Tuesday, February 24, 2015

A Wine to Blow Gismondi's Tits Off


As Vancouver gears up for the annual International Wine Festival, we full-blooded Aussie-philes are are in for some even bigger treats than usual. The featured region at this year's festival is Australia and one of the side benefits is that the Australia Wine Appreciation Society is calling on an old friend and dragging her out for an AWAS winery dinner.

Jane Ferrari is about as iconic a figure as you can find in the world of Australian wine and she has likely done as much as anyone I can think of when it comes to promoting Australian wine in Vancouver. The first real recollection I have of Jane was a seminar she led for the Wine Festival. She was talking about Yalumba's reintroduction of Viognier to the world and the seminar was called "The Viognier Monologues" - after the hot play of the time ("The Vagina Monologues" if you're not a theatre buff).

As you might guess, this is one witty lady. At tonight's AWAS dinner, she not only gave us the goods on Yalumba (in specific) and the Barossa and Australia in general, but she often had the assembled gang in full out laughter - and example being her history lesson on how the Aussies would likely be speaking Dutch now if the English hadn't been kicked out of the States around the same time the colonization of Oz was taking place.

Equally charming were her descriptions of politicians as "the same bum in a different pair of pants" and the early days of Australian cuisine as "boil, bake and ruin."

I can't recall the question or topic that prompted her bons mots that "they all feel like George Clooney in the dark" but that will be a phrase I'm sure to make use of in the days to come.

The girl knows her stuff though and we were treated to nine wines and four courses. I heard a number of people (myself and Boo included) who commented that this might have been the best meal to be served up at Tramonto restaurant (a frequent location for AWAS dinners). I know that the Smoked Pork Belly Confit with Tomato Spaetzle, Salsa Verde and Chili Chicharron was to die for! They could have continued to bring plate after plate of that dish - along with the two vintages of The Menzies Cab Sauv - and I wouldn't have complained one bit.

The wine I'm going to add to The List, however, was one of the last of the evening and I'm choosing it because you can't currently find it or buy it in Canada. Indeed, Jane announced that the previous night was the first time that the Paradox Shiraz had been in Canada. Naturally, she added that it "blew Gismondi's tits off." ("Gismondi" being local wine scribe Anthony Gismondi.)

1869. 2010 Yalumba - Paradox North Barossa Shiraz (Barossa Valley - Australia)

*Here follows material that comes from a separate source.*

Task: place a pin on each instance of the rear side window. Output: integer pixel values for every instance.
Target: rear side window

This is the first vintage of Paradox and it was so named because, like a paradox, this is a Barossa Shiraz that is contrary to what you might normally expect from the region. Not from the school of high octane and heavily oaked wines with huge fruit, this is a "softer, gentler" Shiraz. Paradox is one of the "Distinguished Sites" series that the Yalumba website describes as "wines from venerable and elite vineyards whose provenance have been identified for individuality, consistency and a unique expression of Barossa terroir."

Paradox is "fermented using the natural yeasts from the vineyard and aged with minimal winemaker influence." The website further advises that, while the 2010 growing season started off with some problematic winds while the fruit was setting, in the end many at Yalumba feel that wine lovers will look back on 2010 as being one of the great Barossa Shiraz vintages. Bottled in early 2012, the wine could age for another twenty or more years. Not that I could wait that long.

The dinner was my unofficial start to this year's Wine Festival and I can only hope that the rest of festival can match our dinner. It's quite an effort to corral fifty-plus wineries from Down Under. Here's hoping the Aussies who make the journey to our shores enjoy themselves as much as I hope to enjoy their wines.

As Jane pointed out, "it's a long way from Alice Springs to Vancouver." I, for one, am a happy Bob every time she does.